Linebrink, now 74, was about 50 years old and living in Picayune, Mississippi, when she walked into a quilt shop in December of 1999 because her son-in-law had expressed an interest in quilting.
While she and her son-in-law were shopping for ideas and supplies, Linebrink met someone who was part of a quilting guild in that community. Linebrink attended her first meeting and was hooked.
She bought her son-in-law a quilting book and a sewing machine for Christmas that year, but she also picked up the craft and officially joined the quilting guild in Picayune. At that time, there were 13 members, she said.
The year she left the guild and moved to the Shoals, there were 85.
“It was a big club,” Linebrink said. “It was a lot of fun, and that lady helped me, and I went from there. It was easy to pick up, but my first quilt I ever made has never been quilted. I still have it on my longarm now.”
When Linebrink joined the Batting Brigade Guild, she found several members there have unfinished projects, or UFOs (unfinished objects) as Watson likes to call them.

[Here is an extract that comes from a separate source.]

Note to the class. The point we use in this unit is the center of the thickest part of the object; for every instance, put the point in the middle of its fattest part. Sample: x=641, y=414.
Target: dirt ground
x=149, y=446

“It’s so easy to start one and do several blocks on it, and then we’ll have another workshop,” Watson said. “So, you put that aside, and then you start another one. It’s so awesome. We all have UFOs in our closets. We all have a lot of that.”
For the ladies, who discover new techniques, patterns and even state-of-the-art equipment and gadgets that make modern quilting a cinch, it’s less about the project itself and more about the fun and camaraderie they feel within their group.
“I don’t care how long you’ve been doing this, you can always pick up new ideas,” Hodges said. “Every month, somebody comes up with something different in the meeting, and it’s real interesting. It’s just fun to be with this group.”